# Lost camera calibrations?



## josepz (May 3, 2012)

I can see the file "Sony SLT-A35 Adobe Standard.dcp" (there is some more, but this is my camera) inside the lightroom->Resources->Camera Profiles->Adobe Standard   folder.
BUt in "Profile", in lightroom program, Develop screen, I can choose only "Adobe Standard". I tried 2012, 2010, and 2003 process, and profile is Adobe standard only.

How can I do to load my "Sony SLT-A35 Adobe Standard.dcp" profile file in lightroom?

Thans


----------



## Jim Wilde (May 3, 2012)

Lightroom will only show 'Adobe Standard'.....however, that particular version of the Adobe Standard profile will be the version applicable to the specific camera that was used for the image, i.e. no matter what camera you use, you will only see 'Adobe Standard' in the camera calibration panel....but under the covers Lightroom will choose and apply the correct version of it.


----------



## rNeil (May 5, 2012)

What about those of us shooting say, a D3, that really liked the D2X Mode-1 profile ... is that no longer an option? That's what it sounds like ... sadly ...

Neil


----------



## rNeil (May 5, 2012)

Hmmm ... it still gives me that option on old image files ... have to check with a newly shot/imported image ...

Neil


----------



## Jim Wilde (May 5, 2012)

Neil, the first two posts in this thread were talking *only *about the Adobe Standard profile and the fact that while different versions of it exist for many different camera models it will still only show as "Adobe Standard" in the Camera Calibration panel. We were not saying that ONLY the Adobe Standard profile is available. For many cameras Adobe have created profiles in an attempt to 'mimic' the effects of the various 'in-camera' profiles....these will appear (if they've been created) in the Camera Calibration panel *in addition to *the Adobe Standard profile. Which is what you have discovered.....
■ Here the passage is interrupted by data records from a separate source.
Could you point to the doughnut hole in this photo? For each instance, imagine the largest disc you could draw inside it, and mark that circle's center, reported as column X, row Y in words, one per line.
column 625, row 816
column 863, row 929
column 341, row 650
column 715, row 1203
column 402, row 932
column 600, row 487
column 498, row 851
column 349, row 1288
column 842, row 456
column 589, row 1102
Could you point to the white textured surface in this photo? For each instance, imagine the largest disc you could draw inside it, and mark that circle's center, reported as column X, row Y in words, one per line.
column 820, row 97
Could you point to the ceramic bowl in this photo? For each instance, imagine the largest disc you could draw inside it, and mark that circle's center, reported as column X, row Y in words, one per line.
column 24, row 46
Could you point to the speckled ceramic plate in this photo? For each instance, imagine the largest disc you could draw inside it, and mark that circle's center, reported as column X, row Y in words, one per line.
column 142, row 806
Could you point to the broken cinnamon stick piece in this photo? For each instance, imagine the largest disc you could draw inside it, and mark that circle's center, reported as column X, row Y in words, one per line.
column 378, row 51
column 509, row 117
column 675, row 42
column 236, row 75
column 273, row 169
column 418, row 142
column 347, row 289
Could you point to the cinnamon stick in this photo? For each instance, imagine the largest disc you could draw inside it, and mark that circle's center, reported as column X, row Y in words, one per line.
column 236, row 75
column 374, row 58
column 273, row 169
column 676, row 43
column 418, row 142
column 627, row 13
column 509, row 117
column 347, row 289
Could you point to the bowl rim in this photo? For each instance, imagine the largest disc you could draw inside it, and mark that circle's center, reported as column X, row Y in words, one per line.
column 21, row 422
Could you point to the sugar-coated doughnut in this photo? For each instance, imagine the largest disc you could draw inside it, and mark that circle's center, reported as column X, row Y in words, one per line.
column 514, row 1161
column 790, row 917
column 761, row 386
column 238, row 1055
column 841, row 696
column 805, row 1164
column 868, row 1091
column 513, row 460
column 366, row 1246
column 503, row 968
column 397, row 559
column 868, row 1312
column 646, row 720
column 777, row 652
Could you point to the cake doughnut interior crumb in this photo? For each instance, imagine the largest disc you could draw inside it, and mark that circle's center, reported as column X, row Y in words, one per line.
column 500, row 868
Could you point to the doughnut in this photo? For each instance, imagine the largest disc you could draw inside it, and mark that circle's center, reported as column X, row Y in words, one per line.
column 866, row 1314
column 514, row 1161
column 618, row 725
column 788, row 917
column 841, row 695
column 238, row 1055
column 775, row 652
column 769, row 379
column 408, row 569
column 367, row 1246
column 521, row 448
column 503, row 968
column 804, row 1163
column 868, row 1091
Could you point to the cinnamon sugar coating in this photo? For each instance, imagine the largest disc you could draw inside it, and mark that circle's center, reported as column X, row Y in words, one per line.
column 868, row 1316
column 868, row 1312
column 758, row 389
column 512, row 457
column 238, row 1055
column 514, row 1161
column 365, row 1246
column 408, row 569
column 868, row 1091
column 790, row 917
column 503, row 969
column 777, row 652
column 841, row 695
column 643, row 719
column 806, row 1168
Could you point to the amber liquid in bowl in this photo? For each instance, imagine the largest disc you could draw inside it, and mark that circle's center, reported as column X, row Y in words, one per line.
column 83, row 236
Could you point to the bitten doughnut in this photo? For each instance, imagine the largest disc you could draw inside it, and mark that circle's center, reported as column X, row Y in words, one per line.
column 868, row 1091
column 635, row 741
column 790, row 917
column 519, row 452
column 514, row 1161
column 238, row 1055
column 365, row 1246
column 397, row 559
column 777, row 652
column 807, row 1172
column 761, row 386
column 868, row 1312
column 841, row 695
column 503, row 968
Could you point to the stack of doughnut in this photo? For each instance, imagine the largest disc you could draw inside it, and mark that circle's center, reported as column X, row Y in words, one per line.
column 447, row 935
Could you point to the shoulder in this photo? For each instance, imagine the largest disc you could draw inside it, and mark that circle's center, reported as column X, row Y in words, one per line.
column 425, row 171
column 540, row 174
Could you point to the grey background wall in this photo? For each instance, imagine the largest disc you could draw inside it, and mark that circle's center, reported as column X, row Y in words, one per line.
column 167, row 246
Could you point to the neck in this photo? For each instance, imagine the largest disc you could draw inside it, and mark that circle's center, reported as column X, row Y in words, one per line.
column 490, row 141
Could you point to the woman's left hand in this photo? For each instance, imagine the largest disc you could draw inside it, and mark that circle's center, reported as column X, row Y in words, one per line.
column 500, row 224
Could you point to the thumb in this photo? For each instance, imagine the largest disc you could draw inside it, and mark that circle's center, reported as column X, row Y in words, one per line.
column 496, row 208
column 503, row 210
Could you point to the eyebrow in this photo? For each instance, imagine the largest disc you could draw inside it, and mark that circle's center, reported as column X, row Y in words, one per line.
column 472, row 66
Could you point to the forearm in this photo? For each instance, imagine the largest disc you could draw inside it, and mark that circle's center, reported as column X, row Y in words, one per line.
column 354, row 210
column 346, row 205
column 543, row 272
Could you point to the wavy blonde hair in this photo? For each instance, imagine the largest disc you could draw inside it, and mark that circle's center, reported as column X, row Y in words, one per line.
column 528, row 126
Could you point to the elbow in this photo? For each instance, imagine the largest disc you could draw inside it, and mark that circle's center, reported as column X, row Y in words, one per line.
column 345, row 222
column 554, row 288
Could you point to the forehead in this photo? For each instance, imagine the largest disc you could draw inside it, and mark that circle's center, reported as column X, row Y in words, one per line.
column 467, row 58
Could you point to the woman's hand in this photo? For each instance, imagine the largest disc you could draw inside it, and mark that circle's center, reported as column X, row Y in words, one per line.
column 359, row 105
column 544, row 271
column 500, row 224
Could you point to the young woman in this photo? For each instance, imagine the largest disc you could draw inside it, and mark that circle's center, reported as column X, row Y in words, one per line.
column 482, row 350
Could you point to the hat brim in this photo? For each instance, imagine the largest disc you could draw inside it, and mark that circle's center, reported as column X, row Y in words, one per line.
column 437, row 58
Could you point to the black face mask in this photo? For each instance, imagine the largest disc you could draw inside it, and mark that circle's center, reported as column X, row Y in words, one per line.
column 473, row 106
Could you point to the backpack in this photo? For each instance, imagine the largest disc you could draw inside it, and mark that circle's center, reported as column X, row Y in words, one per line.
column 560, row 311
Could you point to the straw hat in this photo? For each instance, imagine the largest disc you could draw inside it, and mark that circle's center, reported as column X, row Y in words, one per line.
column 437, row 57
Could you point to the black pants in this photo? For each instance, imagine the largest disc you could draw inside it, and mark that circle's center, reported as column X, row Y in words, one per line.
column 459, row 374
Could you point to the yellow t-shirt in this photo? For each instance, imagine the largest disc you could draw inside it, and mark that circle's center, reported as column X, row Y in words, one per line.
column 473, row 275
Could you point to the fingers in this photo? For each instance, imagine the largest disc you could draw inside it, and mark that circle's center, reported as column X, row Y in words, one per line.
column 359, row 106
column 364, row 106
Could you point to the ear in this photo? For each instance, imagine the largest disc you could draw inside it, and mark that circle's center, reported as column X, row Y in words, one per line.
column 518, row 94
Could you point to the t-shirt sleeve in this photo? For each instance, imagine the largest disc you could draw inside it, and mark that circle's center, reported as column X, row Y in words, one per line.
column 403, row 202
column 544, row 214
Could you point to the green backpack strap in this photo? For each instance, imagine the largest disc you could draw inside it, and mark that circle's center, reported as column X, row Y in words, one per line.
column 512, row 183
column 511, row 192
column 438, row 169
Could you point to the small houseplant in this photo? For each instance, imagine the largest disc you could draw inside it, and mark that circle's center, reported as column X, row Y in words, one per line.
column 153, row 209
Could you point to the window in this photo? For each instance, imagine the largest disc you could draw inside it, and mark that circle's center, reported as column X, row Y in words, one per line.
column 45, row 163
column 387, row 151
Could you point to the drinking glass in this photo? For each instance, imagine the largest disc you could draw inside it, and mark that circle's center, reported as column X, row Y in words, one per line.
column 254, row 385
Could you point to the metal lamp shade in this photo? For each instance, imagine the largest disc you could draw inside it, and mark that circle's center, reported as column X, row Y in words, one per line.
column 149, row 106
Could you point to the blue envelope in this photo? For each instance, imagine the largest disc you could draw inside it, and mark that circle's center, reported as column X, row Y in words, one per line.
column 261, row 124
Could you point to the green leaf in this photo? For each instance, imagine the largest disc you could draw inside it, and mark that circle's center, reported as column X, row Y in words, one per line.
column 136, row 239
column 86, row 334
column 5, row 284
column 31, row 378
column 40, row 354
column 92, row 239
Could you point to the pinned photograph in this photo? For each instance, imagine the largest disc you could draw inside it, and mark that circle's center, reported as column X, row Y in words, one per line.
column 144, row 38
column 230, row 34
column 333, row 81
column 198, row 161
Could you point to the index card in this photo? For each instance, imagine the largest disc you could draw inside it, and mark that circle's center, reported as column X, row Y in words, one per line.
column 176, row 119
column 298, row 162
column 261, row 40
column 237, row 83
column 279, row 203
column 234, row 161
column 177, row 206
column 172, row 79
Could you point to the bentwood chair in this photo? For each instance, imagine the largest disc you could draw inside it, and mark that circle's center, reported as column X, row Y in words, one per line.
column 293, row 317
However, unless you change the defaults, on first import it will be the camera-specific Adobe Standard profile  which is first applied.


----------



## jhague (May 5, 2012)

I am seeing some odd behavior with the Camera Calibration settings in 4.1RC2 as well.  On a recent trip, I took photos with a Nikon D3 and with a Nikon D7000.  The camera calibrations settings for the D3 are just fine showing Standard, Landscape, etc plus the v4 options that were added.  For the D7000, it only shows "Embedded" and will not allow me to change it.  All of these are RAW files.  Is there something wrong in my configuration?  It was not this way in RC1 and I installed RC2 right over the top of RC1.  In RC1, I had the normal calibration settings of Camera Standard, Camera Vivid, Camera Landscape, etc. for the D7000.  Any help would be greatly appreciated.

John


----------



## Jim Wilde (May 5, 2012)

"Embedded" is usually the profile associated with a rendered file such as Jpeg or Tiff, so could I just ask you to double-check that you are indeed working on a Raw file? If it's definitely a Raw, then I'm a bit mystified....could you upload one of the Raw files (e.g. to www.yousendit.com or Dropbox) then post the link here so that we can test it on our own systems?


----------



## jhague (May 6, 2012)

TNG, you were absolutely right.  I went back and checked and these are JPG files.  We shoot 99% RAW but were shooting JPEGs that day with that camera.  Thanks for the help!


----------



## Jim Wilde (May 6, 2012)

Mystery solved! Thanks for reporting back.


----------